The EPA's Inspector General on Wednesday accused the agency of not following White House procedures in peer reviewing its so-called "endangerment finding" issued in 2009 that found greenhouse gas emissions were harming human health.
The watchdog said one of the 12 panelists who had reviewed the finding was an EPA employee, something that was not allowed for a so-called "highly influential scientific assessment."
In addition, it said some of the panel's findings were not released to the public, something that was also required.
But the EPA said it did not consider the finding to be classified as a "highly influential" document in part because it relied on information that had already been peer reviewed by the National Academy of Sciences.
The White House's Office of Management and Budget agreed with the EPA. "OMB -- the author of the guidance -- is confident that EPA reasonably interpreted the direction provided and is complying appropriately," Meg Reilly, a spokeswoman at the office said in an email.
Nevertheless, Republican Senator Jim Inhofe, the minority member of the Senate's environment panel who called for the report, said it showed the endangerment finding was inadequate and violated the agency's peer review procedures.
"This report confirms that the endangerment finding, the very foundation of President Obama's job-destroying regulatory agenda, was rushed, biased, and flawed," Inhofe said in a release about the report which cost nearly $300,000. Inhofe, a longtime climate skeptic who is writing a book on global warming called "The Hoax," said he was calling for immediate hearings on the EPA issue.

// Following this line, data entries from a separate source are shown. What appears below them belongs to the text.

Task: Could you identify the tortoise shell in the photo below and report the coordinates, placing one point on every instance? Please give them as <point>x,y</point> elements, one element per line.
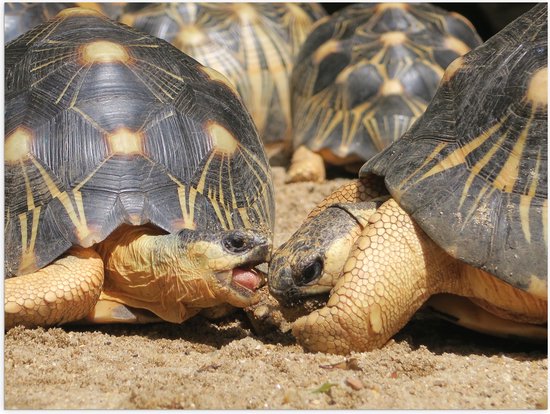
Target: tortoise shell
<point>254,45</point>
<point>367,72</point>
<point>21,17</point>
<point>472,171</point>
<point>106,125</point>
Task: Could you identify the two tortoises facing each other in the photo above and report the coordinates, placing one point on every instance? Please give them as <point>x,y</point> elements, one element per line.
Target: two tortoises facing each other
<point>363,76</point>
<point>135,179</point>
<point>456,206</point>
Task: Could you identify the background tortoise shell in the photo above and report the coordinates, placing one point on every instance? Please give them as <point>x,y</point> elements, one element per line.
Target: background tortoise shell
<point>472,171</point>
<point>253,44</point>
<point>107,125</point>
<point>367,72</point>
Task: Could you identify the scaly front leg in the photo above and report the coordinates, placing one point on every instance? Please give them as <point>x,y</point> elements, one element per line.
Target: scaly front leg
<point>392,269</point>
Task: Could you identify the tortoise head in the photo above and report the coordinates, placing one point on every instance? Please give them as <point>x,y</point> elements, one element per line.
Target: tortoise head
<point>222,263</point>
<point>312,260</point>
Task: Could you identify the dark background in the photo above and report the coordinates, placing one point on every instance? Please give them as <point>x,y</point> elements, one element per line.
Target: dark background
<point>488,18</point>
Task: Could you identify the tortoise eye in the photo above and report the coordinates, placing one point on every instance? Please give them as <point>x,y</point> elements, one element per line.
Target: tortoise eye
<point>235,242</point>
<point>311,272</point>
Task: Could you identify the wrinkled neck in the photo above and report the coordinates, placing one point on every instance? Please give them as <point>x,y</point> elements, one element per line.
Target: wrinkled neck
<point>147,268</point>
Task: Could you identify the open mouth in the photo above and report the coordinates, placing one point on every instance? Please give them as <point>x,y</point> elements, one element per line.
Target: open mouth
<point>244,280</point>
<point>247,279</point>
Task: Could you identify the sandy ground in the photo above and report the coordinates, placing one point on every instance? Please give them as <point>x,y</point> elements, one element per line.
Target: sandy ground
<point>202,364</point>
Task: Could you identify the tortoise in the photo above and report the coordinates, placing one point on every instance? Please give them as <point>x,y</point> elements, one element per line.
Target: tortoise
<point>21,17</point>
<point>136,185</point>
<point>252,44</point>
<point>457,209</point>
<point>363,76</point>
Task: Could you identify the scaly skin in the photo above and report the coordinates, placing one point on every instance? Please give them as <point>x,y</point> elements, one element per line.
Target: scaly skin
<point>392,270</point>
<point>66,290</point>
<point>173,276</point>
<point>364,189</point>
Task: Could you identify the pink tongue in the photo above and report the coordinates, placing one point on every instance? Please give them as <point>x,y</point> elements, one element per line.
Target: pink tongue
<point>247,278</point>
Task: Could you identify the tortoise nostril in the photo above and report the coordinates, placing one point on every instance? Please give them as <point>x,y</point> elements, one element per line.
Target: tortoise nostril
<point>235,242</point>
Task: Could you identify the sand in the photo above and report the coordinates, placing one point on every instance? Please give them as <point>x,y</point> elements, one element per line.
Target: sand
<point>204,364</point>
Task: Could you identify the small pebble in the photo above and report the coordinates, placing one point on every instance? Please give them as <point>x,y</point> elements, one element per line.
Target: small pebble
<point>354,383</point>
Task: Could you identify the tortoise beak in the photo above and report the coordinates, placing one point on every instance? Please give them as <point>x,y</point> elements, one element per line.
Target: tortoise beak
<point>243,280</point>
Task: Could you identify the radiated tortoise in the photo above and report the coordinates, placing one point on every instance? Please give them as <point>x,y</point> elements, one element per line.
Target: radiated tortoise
<point>253,44</point>
<point>363,76</point>
<point>132,174</point>
<point>457,206</point>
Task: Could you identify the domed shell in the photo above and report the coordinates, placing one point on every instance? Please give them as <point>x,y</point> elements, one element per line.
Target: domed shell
<point>21,17</point>
<point>253,44</point>
<point>367,72</point>
<point>472,171</point>
<point>106,125</point>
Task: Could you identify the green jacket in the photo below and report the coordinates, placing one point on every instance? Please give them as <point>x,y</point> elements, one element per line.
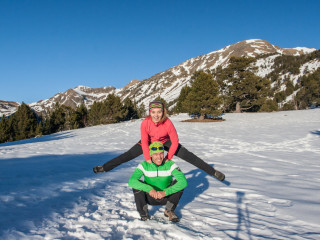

The EPA said on Wednesday it would consider the inspector general's recommendations to revise its Peer Review Handbook and establish requirements for assessing data.
But it was adamant the science it relied on, from the U.S. Climate Change Science Program, the National Research Council, and the U.N.'s Intergovernmental Panel on Climate Change, was sound.
SCIENCE NOT QUESTIONED
"The report importantly does not question or even address the science used or the conclusions reached -- by the EPA under this and the previous administration -- that greenhouse gas pollution pose a threat to the health and welfare of the American people," an EPA source said.
Senator Inhofe said that the EPA relied heavily on the U.N.'s climate science panel to make the finding, a claim rejected by EPA administrator Lisa Jackson who has pointed out it also relied on the National Academy of Sciences, the National Research Council and others.
The EPA issued its endangerment finding after the Supreme Court ruled in 2007 the agency could regulate the emissions under the Clean Air Act. The agency had to conclude the emissions were harmful before regulating them.
Since then the EPA has embarked on rules to reduce the emissions from sources including power plants, oil refineries and vehicles.
Last week the Republican-controlled House passed a bill to block the EPA rules, saying they would cost industry billions of dollars and kill jobs. But the measure faces an uphill battle in the Senate and President Barack Obama has vowed to veto it. [ID:nS1E78M1HT]
Environmentalists said the report did nothing to question the science.
"Nothing in this report questions the agency's ability to move forward with global warming emissions rules," said Francesca Grifo, the science integrity director at the Union of Concerned Scientists.
"The inspector general made it clear that EPA followed current guidelines for ensuring that it based its decision on robust scientific analysis."